God's mercy is bigger than any of your mistakesLast week, on Monday 24th October, Pope Francis – the first Jesuit Pope – addressed the 36th Jesuit General Congregation meeting in Rome. In this, the previous and the next blog posts we will reflect on the three ways he suggested the Jesuits can choose to carry out their mission nowadays.

The original speech, in Spanish can be found on https://www.youtube.com/watch?v=TqrK938BBPg with the English version at http://gc36.org/wp-content/uploads/2016/10/20161024_Discourse_ Pope_ GC36_EN.pdf

Let ourselves be moved by our Lord placed on the cross

‘Who is Jorge Mario Bergoglio?’, Fr Spadaro asked Pope Francis point blank in his first interview a few months after his election. After a moment of hesitation, the Pope replied, ‘ I am a sinner. This is the most accurate definition. It is not a figure of speech, a literary genre. I am a sinner whom the Lord has looked upon’. This deep conviction of the Lord’s mercy in looking at him and calling him to his service, is one of the strongest influences on the Pope’s life.

It was only natural that he should insist on this point in his address to his fellow Jesuits. Only when we are ready to acknowledge the Lord’s mercy to us can we take it to others who, like us, are in need of mercy. Mercy, the Pope reminds the Jesuits, ‘is not an abstract word but a lifestyle where before words come concrete gestures which touch the flesh of our neighbour and become institutionalized in works of mercy’.

The motivation for these gestures of mercy comes from the experience of the Spiritual Exercises. In the first part of the Exercises, Ignatius places me before Jesus crucified for me, and I find myself asking Jesus in wonder to help me understand what led him to show me such great mercy.

The Pope recalled that for Ignatius this experience of being at the receiving end of God’s mercy was very concrete, part of his everyday experience. He ‘lived from the pure mercy of God even in the smallest details of his life and of his person, describing his experience of mercy in these comparative terms—the more he failed the Lord, the more the Lord reached out in giving him his grace’.

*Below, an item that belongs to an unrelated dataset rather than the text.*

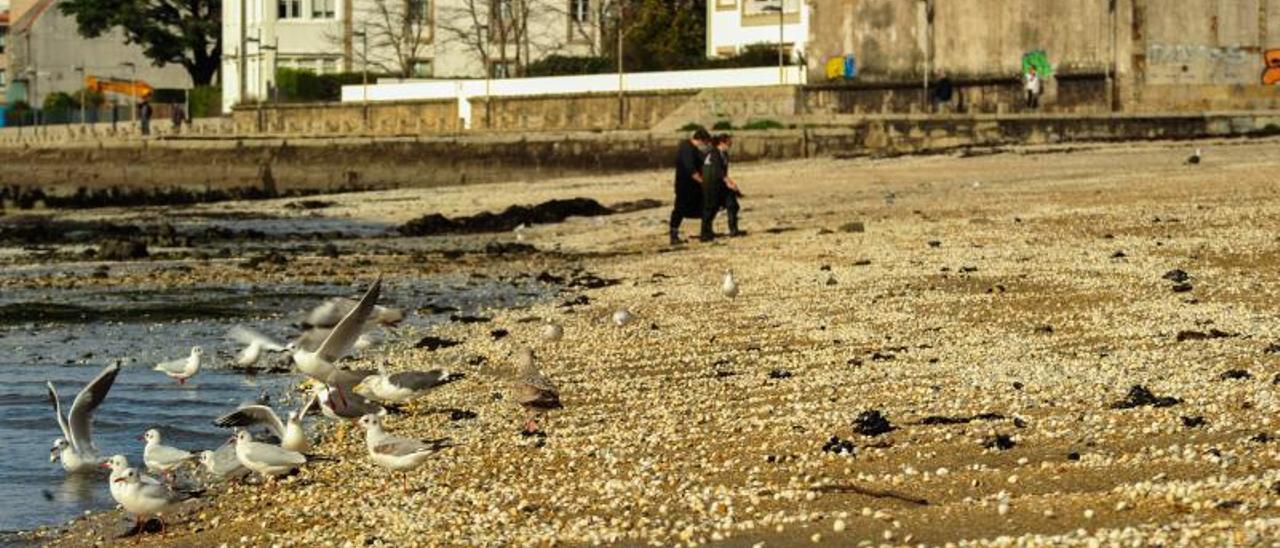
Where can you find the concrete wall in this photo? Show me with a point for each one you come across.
(524, 156)
(1164, 54)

Knowing we are the recipients of mercy leads us to reach out to our suffering brethren: ‘the Lord who looks at us with mercy and chooses us, sends us out to bring with all its effectiveness, that same mercy to the poorest, to sinners, to those discarded people, and those crucified in the present world, who suffer injustice and violence’.

The challenge the Pope lays down to the Jesuits – and to all those who follow Ignatius’ way to God – is clear: our suffering world cries out for mercy, and our response has to assume concrete forms in our lives. Yet, we can be effective only if we let ourselves be moved by Our Lord placed on the Cross. Our mercy is true when it comes not from a paternalistic attitude of moral superiority but from a humbled heart that knows it is itself receiving mercy.

“Only if we experience this healing power first-hand in our own wounds, as people and as a body, will we lose the fear of allowing ourselves be moved by the immense suffering of our brothers and sisters, and will we hasten to walk patiently with our people, learning from them the best way of helping and serving them.”